We’re all coding with agents now, but delivering high quality software at 10x velocity remains an open problem. Code review bots are an important start, but a lot of bugs are still landing in production. Even top products are accumulating a layer of low-grade brokenness. We need new ways to make products secure and high quality.

We built a new kind of bug scanner to solve this problem.

The hard part about building a bug scanner is that any meaningfully complicated codebase has many thousands of bugs, and the vast majority don’t matter. You want to reserve human attention (and your tokens) for the bugs that matter. So, one of the most important ways we benchmark ourselves is that we want the bugs we generate to be significantly more important than the typical finding from a code review bot.

How can we quantify importance?

“Important” is a codebase-relative term. A crash in OpenBSD is a headliner finding for a frontier model launch, but a crash in an experimental personal project might not be worth thinking about.

One way to evaluate ourselves is against review bots that operate against individual PRs in a repo. We find PR bots to be generally high value (we have 3 installed right now!) so they’re a useful baseline for signal-to-noise ratio.

To quantify our interestingness, we compared one week of review bot comments on OpenClaw and vLLM against bug reports from Detail. We chose OpenClaw and vLLM because the two are extremely successful products with wildly different development practices and two very different definitions of “importance”.
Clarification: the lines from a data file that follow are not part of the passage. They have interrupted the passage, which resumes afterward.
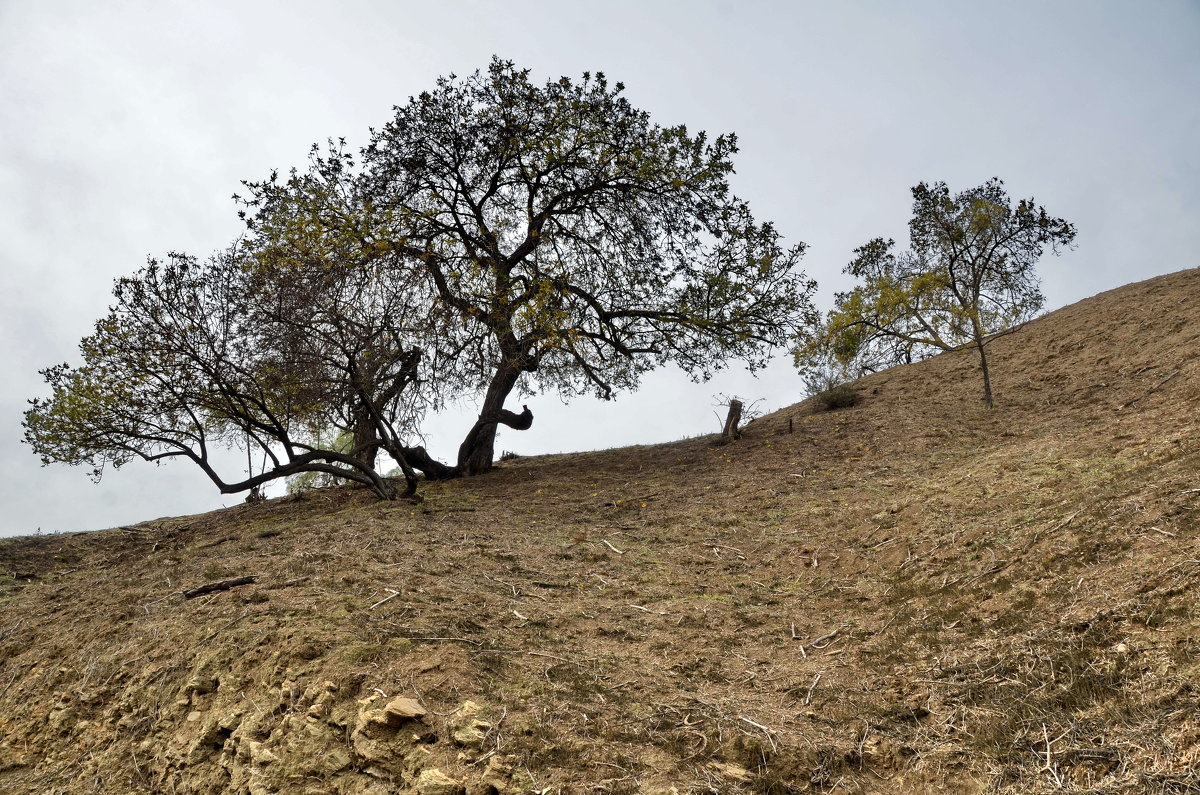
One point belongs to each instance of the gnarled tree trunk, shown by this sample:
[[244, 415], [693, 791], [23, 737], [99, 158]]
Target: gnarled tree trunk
[[477, 450]]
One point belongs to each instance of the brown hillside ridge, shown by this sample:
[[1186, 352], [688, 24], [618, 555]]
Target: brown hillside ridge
[[913, 595]]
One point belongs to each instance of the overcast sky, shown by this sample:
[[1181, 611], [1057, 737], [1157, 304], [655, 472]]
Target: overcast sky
[[125, 129]]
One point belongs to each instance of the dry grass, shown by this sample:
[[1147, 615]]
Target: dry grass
[[911, 595]]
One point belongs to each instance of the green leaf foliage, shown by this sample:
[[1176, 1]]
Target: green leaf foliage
[[967, 276]]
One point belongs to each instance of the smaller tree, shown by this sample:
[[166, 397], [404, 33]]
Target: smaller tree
[[967, 278]]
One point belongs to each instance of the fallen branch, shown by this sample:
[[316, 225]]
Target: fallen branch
[[1149, 392], [771, 735], [388, 598], [223, 585], [822, 639], [605, 542], [808, 697]]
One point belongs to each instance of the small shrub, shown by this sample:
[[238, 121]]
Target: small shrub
[[840, 396]]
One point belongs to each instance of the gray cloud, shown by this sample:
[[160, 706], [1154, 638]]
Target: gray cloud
[[126, 127]]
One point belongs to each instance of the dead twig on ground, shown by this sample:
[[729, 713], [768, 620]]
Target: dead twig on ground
[[222, 585], [808, 697], [767, 731], [605, 542], [1149, 392], [388, 598]]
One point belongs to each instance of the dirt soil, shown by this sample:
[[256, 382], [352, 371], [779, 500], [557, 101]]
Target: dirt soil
[[913, 595]]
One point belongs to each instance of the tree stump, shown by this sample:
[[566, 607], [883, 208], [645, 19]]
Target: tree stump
[[731, 422]]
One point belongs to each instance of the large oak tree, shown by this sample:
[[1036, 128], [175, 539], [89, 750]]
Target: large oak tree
[[495, 235], [574, 243]]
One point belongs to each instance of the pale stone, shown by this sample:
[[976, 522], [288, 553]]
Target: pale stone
[[433, 782]]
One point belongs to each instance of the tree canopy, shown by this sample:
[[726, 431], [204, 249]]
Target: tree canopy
[[569, 243], [967, 278], [196, 357], [496, 235]]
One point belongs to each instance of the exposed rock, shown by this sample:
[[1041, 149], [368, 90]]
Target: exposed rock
[[468, 729], [433, 782], [403, 709]]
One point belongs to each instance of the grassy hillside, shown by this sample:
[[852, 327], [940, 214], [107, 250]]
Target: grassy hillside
[[913, 595]]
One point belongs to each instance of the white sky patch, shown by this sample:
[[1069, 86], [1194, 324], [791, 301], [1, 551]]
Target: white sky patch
[[125, 127]]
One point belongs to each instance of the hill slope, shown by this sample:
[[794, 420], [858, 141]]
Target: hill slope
[[912, 595]]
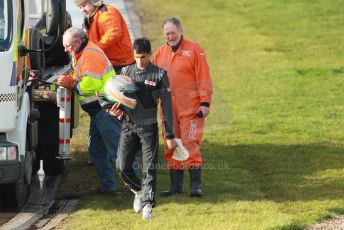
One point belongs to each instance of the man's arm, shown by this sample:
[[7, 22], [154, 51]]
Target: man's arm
[[204, 82], [111, 26], [164, 92]]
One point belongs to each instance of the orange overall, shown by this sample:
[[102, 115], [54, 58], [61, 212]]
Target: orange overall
[[109, 31], [191, 85]]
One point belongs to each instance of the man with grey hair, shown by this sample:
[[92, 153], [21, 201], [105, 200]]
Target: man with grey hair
[[91, 69], [191, 88], [106, 27]]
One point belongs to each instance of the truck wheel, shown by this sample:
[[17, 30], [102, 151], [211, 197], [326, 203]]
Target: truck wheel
[[14, 195], [37, 59], [53, 167]]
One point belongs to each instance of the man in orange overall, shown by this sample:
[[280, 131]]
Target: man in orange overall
[[191, 89], [106, 27]]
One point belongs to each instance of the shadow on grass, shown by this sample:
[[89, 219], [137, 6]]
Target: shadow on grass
[[239, 172]]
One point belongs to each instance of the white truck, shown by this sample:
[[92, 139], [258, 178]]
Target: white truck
[[36, 116]]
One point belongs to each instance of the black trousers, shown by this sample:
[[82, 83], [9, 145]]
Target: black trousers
[[132, 138]]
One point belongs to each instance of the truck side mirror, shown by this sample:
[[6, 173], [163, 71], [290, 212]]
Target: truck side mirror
[[22, 50]]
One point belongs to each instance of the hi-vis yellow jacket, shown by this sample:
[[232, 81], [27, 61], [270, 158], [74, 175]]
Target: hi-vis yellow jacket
[[91, 70]]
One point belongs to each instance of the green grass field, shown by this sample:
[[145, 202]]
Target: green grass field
[[273, 146]]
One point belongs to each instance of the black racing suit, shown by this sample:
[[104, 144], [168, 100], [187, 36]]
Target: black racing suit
[[140, 129]]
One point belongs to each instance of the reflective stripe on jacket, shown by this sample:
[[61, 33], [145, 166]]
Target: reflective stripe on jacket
[[109, 31], [91, 71]]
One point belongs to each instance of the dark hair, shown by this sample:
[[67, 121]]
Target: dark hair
[[176, 21], [142, 45]]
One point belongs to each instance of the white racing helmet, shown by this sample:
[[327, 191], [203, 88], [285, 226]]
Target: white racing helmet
[[93, 2], [116, 88], [180, 153]]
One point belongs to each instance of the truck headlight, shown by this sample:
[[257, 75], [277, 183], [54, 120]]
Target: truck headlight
[[8, 153]]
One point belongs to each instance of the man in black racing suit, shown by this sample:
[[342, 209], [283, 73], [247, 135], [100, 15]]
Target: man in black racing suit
[[140, 126]]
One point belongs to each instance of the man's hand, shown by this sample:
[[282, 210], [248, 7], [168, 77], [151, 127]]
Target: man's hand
[[116, 111], [203, 111], [65, 80], [171, 144]]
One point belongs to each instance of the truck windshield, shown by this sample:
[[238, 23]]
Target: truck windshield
[[6, 22]]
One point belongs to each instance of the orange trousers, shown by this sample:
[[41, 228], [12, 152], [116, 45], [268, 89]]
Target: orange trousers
[[190, 131]]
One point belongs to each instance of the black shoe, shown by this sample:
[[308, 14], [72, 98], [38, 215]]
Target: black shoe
[[195, 182]]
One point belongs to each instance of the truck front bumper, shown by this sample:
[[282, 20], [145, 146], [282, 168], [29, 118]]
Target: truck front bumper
[[9, 171]]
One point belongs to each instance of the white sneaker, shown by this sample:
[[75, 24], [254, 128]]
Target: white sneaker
[[137, 205], [147, 212]]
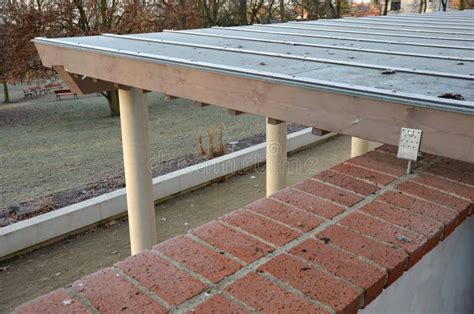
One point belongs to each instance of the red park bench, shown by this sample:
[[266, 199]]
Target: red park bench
[[64, 92]]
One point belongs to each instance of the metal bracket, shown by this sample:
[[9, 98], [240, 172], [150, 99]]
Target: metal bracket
[[409, 145]]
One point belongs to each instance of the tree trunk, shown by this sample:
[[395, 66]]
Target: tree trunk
[[243, 12], [6, 96], [112, 99]]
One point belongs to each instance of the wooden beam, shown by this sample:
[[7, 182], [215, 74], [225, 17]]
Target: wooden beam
[[274, 121], [319, 132], [82, 85], [445, 133], [233, 112]]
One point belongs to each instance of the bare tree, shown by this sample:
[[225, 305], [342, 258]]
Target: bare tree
[[53, 18]]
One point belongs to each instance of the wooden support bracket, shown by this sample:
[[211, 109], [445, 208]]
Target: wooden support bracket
[[200, 104], [319, 132], [80, 84]]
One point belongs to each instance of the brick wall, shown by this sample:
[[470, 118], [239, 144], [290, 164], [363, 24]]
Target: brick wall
[[329, 244]]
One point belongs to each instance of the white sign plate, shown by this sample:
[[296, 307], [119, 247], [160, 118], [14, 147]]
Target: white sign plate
[[409, 144]]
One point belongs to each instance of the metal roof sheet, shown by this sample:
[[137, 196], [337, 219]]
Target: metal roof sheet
[[430, 55]]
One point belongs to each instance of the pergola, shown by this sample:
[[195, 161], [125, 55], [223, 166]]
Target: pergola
[[365, 77]]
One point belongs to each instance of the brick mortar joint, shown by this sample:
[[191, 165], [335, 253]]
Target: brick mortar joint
[[141, 287], [321, 268], [345, 207], [220, 286], [296, 207], [82, 299]]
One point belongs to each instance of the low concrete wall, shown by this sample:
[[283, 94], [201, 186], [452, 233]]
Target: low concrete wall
[[32, 232], [442, 282]]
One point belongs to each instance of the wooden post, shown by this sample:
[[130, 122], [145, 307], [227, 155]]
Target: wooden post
[[136, 157], [359, 147], [277, 165]]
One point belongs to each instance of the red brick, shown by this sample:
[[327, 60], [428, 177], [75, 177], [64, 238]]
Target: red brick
[[265, 296], [297, 218], [459, 176], [58, 301], [346, 182], [445, 185], [430, 228], [161, 277], [416, 246], [328, 192], [198, 258], [447, 217], [110, 293], [455, 165], [261, 227], [458, 204], [382, 162], [365, 174], [309, 203], [313, 282], [218, 304], [344, 265], [238, 244], [393, 259]]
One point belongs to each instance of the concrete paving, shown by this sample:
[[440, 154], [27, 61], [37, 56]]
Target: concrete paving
[[60, 264]]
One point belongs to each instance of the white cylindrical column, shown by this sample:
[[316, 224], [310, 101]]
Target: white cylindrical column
[[277, 164], [359, 147], [136, 157]]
We also put Detail in “recent changes mode”, which limits Detail to the same week of changes that the review bots saw. This also means any bugs that Detail found were missed by code review and merged into the repo. I.e., code review bots get the first pass at the code.

We ran a tournament with Sonnet 4.6 as a judge between pairs of findings to decide which was more “important”. Then all the pairwise outcomes were fed into a Bradley-Terry model to produce a global ranking. You can think of this as similar to an ELO score for bug reports. The tournament code is here.

We gave Sonnet 4.6 this prompt:

You are comparing two bug findings from code review tools on the same codebase.

An engineer only has time to investigate one. Pick the one that is more important for them to see.

Finding A: {finding_a}

Finding B: {finding_b}

Use the select_winner tool to pick a or b.

After our first run, we realized that the depth of evidence in the Detail findings was strongly biasing the model in favor of Detail. So we took both the review bot comments and the Detail findings and put them through a summarization prompt:

Summarize this code review finding in one sentence.

{finding}

Once we had the importance ranks, we converted them into percentiles and plotted the distribution of findings. The higher the percentile, the more important the finding.